The study further defined a predictive factor for long-term recovery as the resumption of menstruation by the end of a treatment intervention and noted that sexual functioning is not commonly regarded as a factor predictive of outcome for patients with EDs. Lead Researcher Giovanni Castellini, MD, PhD, hypothesized that a psychopathological assessment, including factors such as sexual functioning and reversal of amenorrhea, might provide researchers and clinicians with information relating to the long-term recovery process.

Presentation of Research Findings: Quality of Life

The study was recently presented at the 30th European College of Neruopsychopharmacology Congress as having identified novel predictors for recovery. As stated in Medscape Medical News, “The researchers studied 39 AN (anorexia nervosa) and 40 BN (bulimia nervosa) patients to examine the role of sexuality as a moderator of recovery and to identify factors associated with the restoration of regular menstruation and sexual function.”

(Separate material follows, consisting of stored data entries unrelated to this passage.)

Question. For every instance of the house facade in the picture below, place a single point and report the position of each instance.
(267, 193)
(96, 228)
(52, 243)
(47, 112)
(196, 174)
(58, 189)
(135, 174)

These patients underwent individualized CBT for one year. They were then assessed at the end of treatment, at the two-year post-treatment mark, and for a three-year follow-up. The study reports: “At the end of CBT, 22 (56.4%) AN patients and 23 (57.5%) BN patients were considered to have recovered. Two years later, at the three-year follow-up, 19 (48.7%) AN and 24 (60.0%) BN patients were considered to have recovered.” At the time of study completion, both AN and BN study participants reported experiencing significant improvements in sexual functioning after CBT, although the greatest improvements were recorded for AN patients. Interestingly, this was measured by a scale that assessed body uneasiness and restraint. The researchers also found that among AN patients, the pattern of recovery at the end of CBT differed between those with and those without amenorrhea. This difference remained consistent at the 3-year follow-up

What do these results mean? How can these findings be utilized within the field?

As hypothesized by Dr. Castellini, those who had resumed menstruation by the end of treatment had a greater improvement in body mass index and nutritional panels at the end of CBT. This was not seen in those who had not resumed menstruation. Such findings may help in determining future intervention strategies that include novel factors and predictors of recovery aside from those previously identified in traditional weight restoration programs. This study suggests that factors related to psychosexual functioning, body image, and subjective experiences may hold more importance than previously considered when thinking critically about longer term recovery.